Veloce OS3 emulation system provides a complete verification environment (integrated with Questa simulation environment) for software and hardware engineers through a unique architecture that enables simulation-like interactive debug and fast turnaround for SoC configurations that can scale up to 2 billion gates. It’s standards compliant (SCE-MI 2) providing interoperability with other software-based hardware simulators. Providing visibility of all nodes at all times, it can be used for pre- as well as post- silicon debug.
Through VirtuaLAB environment, multiple users across the globe can simultaneously run verification remotely on the same machine. The Veloce OS3 VirtuaLAB peripherals are reconfigured instantly to support multiple projects and rapidly shifting priorities.
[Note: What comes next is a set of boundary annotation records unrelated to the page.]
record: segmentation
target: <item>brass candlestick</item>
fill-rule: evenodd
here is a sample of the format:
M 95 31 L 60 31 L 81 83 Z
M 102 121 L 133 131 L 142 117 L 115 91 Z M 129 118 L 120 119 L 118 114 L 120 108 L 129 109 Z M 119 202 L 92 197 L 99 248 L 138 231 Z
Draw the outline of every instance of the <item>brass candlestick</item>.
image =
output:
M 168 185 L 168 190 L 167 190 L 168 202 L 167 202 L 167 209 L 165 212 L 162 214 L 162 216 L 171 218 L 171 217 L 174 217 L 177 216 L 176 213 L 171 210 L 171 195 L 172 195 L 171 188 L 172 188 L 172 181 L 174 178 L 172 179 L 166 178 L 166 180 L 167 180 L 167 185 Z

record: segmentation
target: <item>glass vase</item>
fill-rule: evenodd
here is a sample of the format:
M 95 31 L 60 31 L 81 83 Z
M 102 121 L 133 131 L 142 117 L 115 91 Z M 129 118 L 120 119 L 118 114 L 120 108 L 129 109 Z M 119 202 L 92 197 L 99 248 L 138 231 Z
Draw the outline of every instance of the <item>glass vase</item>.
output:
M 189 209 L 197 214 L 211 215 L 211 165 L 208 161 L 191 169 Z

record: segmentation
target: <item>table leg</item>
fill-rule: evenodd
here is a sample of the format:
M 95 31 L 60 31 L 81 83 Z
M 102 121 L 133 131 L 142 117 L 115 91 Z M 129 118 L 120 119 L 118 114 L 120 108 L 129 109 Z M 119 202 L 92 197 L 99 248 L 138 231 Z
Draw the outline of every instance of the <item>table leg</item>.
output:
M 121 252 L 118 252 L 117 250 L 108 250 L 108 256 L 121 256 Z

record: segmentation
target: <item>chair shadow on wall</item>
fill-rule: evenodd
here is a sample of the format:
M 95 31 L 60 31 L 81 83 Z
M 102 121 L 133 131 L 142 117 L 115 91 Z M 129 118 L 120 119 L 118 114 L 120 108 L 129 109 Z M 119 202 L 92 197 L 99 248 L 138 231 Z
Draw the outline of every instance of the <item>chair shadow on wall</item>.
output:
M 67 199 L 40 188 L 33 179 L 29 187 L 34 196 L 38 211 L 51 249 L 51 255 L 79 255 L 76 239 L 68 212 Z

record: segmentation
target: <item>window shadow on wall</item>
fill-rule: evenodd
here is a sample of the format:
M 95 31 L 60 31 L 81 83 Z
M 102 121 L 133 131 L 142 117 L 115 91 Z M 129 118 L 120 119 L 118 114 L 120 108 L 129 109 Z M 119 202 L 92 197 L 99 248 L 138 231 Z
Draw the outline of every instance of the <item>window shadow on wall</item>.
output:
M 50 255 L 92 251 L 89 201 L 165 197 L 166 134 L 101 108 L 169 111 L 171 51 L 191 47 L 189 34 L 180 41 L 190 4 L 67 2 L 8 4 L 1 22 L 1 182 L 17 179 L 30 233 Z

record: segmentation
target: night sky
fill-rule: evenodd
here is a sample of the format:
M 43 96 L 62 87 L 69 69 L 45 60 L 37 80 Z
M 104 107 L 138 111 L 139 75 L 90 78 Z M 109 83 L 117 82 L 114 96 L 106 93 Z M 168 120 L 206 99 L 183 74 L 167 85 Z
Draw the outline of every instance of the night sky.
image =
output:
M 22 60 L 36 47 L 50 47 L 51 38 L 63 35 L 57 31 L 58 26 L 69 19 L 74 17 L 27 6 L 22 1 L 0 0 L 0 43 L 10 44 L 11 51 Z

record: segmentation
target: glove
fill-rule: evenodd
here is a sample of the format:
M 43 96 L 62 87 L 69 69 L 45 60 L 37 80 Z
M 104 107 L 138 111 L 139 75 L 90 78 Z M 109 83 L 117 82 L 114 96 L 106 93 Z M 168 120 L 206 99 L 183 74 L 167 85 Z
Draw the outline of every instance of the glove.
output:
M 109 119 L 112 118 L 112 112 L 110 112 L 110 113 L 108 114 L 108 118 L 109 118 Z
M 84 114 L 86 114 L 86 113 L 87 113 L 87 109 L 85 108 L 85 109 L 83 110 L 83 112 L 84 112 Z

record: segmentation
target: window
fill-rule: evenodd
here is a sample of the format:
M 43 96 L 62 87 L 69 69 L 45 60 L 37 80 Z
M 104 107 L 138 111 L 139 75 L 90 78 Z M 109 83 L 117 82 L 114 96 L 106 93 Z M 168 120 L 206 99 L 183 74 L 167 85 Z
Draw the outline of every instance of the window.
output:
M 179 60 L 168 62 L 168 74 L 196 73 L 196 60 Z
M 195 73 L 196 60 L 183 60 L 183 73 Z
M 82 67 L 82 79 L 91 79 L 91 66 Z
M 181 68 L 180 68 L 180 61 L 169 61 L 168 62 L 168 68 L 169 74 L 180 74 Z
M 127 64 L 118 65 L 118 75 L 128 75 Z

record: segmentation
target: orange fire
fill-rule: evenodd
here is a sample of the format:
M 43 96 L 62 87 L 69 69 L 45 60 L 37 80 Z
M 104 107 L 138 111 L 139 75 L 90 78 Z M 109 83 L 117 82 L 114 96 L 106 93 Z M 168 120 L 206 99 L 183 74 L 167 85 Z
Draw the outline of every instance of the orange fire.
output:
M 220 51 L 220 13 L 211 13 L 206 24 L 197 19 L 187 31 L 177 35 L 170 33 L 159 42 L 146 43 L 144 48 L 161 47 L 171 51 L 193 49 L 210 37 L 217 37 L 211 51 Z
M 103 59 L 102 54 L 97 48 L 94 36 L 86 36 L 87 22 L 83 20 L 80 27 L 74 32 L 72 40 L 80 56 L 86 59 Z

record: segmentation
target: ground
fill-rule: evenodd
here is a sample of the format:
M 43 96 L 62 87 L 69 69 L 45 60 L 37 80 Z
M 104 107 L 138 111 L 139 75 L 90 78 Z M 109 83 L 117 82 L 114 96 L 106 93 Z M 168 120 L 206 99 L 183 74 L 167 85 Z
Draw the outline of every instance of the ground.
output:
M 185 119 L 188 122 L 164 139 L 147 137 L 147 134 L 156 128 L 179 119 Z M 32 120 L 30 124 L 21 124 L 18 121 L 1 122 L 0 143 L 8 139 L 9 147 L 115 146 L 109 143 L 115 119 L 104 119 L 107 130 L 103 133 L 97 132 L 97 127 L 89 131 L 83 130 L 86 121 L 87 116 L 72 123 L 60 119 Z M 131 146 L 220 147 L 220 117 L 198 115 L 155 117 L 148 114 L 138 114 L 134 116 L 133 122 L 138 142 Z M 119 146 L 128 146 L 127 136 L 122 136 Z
This enables global emulation resource management which maximizes engineer productivity and verification ROI. The verification environment is flexible enough to allow hardware stimulus through physical connection, software stimulus through virtual connection, or a combination of the two.
In physical connection, the difference in voltage levels and speeds between actual silicon and Veloce emulation model is solved by Veloce iSolve products (that includes iSolve ARM Cortex JTAG Trace) through a range of solutions including Ethernet, USB, multimedia, and debug.
Veloce offers a co-modelling environment where a user can use virtual environments (e.g. C models) in a host computer connected to the actual hardware design (RTL) implemented in Veloce. This approach can be used to replace hardware solutions (e.g. physical debug probe) with a software model, thus enabling concurrent users to access a single build of design. In the above diagram, untimed transactions are being transferred over TBX (Veloce TestBench Xpress) link to Veloce with the vJTAG transactor translating these into a stream of JTAG pin level transitions. This improves performance compared to co-simulation environment which transfers the individual JTAG pin level transitions over the TBX link.
Veloce iSolve allows users to connect the real debug hardware used on a FPGA prototype or silicon platform. Virtual Probe replaces the physical solution, enabling a virtual connection of the JTAG debugger to the design through the TBX co-modelling interface. Both iSolve and Virtual Probe support the same debugger UI environment.
A Virtual Probe is implemented within the co-model host using both Lauterbach and Mentor software. The T32MCIServer replaces the debug hardware; the vJTAG transactor interface takes the JTAG sequence transactions from the T32MCIServer and sends them over TBX to the Veloce which recreates IO pin signals at the SoC boundary.
TRACE32 contains a debug probe, a real-time trace tool, and a logic analyzer which are architecture independent and can be operated either standalone or integrated together through a system controller. It supports all common microprocessor architectures in the embedded world.
A detailed description about connecting TRACE32 and iSolve ARM Cortex JTAG Trace as well as connecting TRACE32 and Virtual Probe along with other details about this methodology is provided in a whitepaperat Mentor website.
Both, the physical and virtual methods have distinct advantages; the physical connection for final testing of a design before tape-out provides a very high level of confidence that the real hardware after manufacturing will work with the real debugger; the virtual connection provides highly flexible enterprise level solution for multiple concurrent remote users to develop software and testbenches that use TBX.